The Piano Quartet in G minor is a wartime recording – and I believe it took place around the time that Thibaud’s son was killed in battle. His colleagues were the leading French violist, Maurice Vieux (what a Sinfonia Concertante they would have produced together), and Pierre Fournier. Thibaud’s very precise downward portamenti are entirely characteristic and bewitching, though his tone lacks the fuller weight of his recordings in the 1910s and 1920s. Though at some moments one may be inclined to doubt it, the tonal unanimity in unison string passages is still entirely convincing and the performance sensitively shaped, the Scherzo being especially fluent and fast before it sinks into a veil of impressionism, illuminated by Vieux’s tortuous viola line. In all this Long plays her part but in the Adagio one can detect a certain hardness in her tone, certainly in comparison with the string statements; she’s also quite straight in her phrasing, and not quite on the same level of nuance or subtlety as her colleagues. But she does much better in the finale where her bustling vigour adds to the impatient drive and triumphant direction of the music.

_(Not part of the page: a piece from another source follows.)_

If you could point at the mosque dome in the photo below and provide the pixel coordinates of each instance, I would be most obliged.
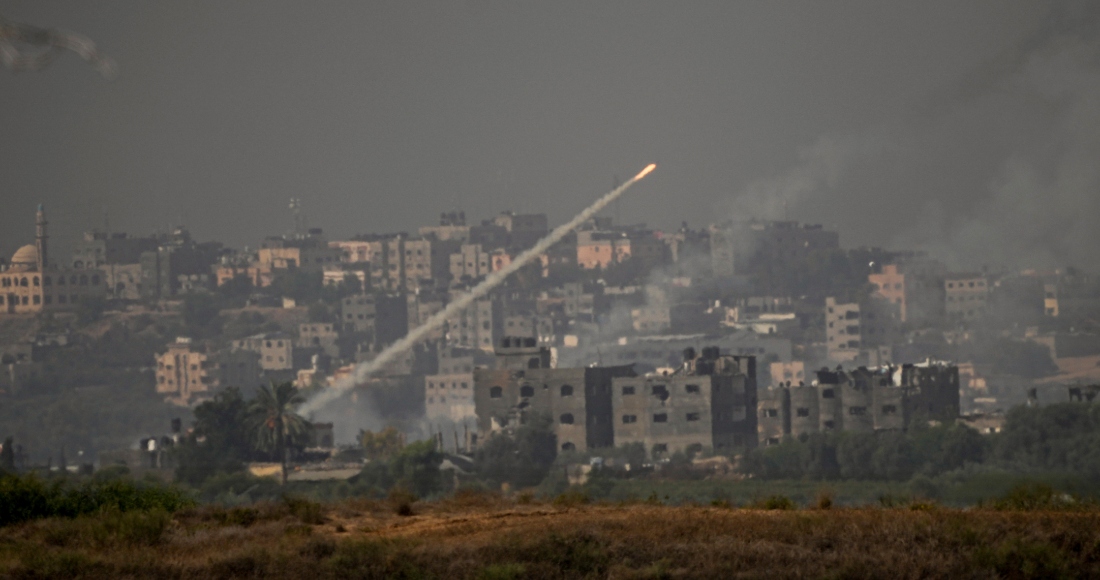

It’s interesting to listen to Gaubert’s direction of the Ballade, one of the few works by Fauré for which I have little time. The mass portamenti and limited vibrato of the orchestra of the Société des Concerts offer a window into performance style in Paris c.1930. The solo works offer rather greater musical value. The F sharp Impromptu is athletic and crisp with fine voicings whilst the sixth Barcarolle is full of affectionate charm. Her E flat Nocturne (No. 4) is certainly individual. It’s brisk and determined with little lyrical breadth and some strange rubati. There’s plenty of style, certainly, and an assurance that borders on aggression. But as the Testament releases of the magnificent cycle of Fauré recordings (transferred from Ducretet-Thomson LPs from the early 1950s) by Germaine Thyssen-Valentin have shown there are more ways of playing him than Long is prepared to countenance. Thyssen-Valentin’s is an immeasurably more convincing and subtle reading and as the Sixth Nocturne shows sometimes Long is guilty of rather mechanistic phraseology, lacking intimacy. We end with the delightful Vallin-Long reading of Les Berceux.

The notes concentrate rather more on the music than the musicians but the transfers are generally good. There’s quite a bit of surface noise retained on the Sixth Nocturne and on the Quartet generally but I can well imagine that the shellac was somewhat compromised. It’s an admirable selection of Long’s work and though I do find her uneven and occasionally problematic her recordings deserve a place on the shelves of anyone devoted to Fauré’s piano music.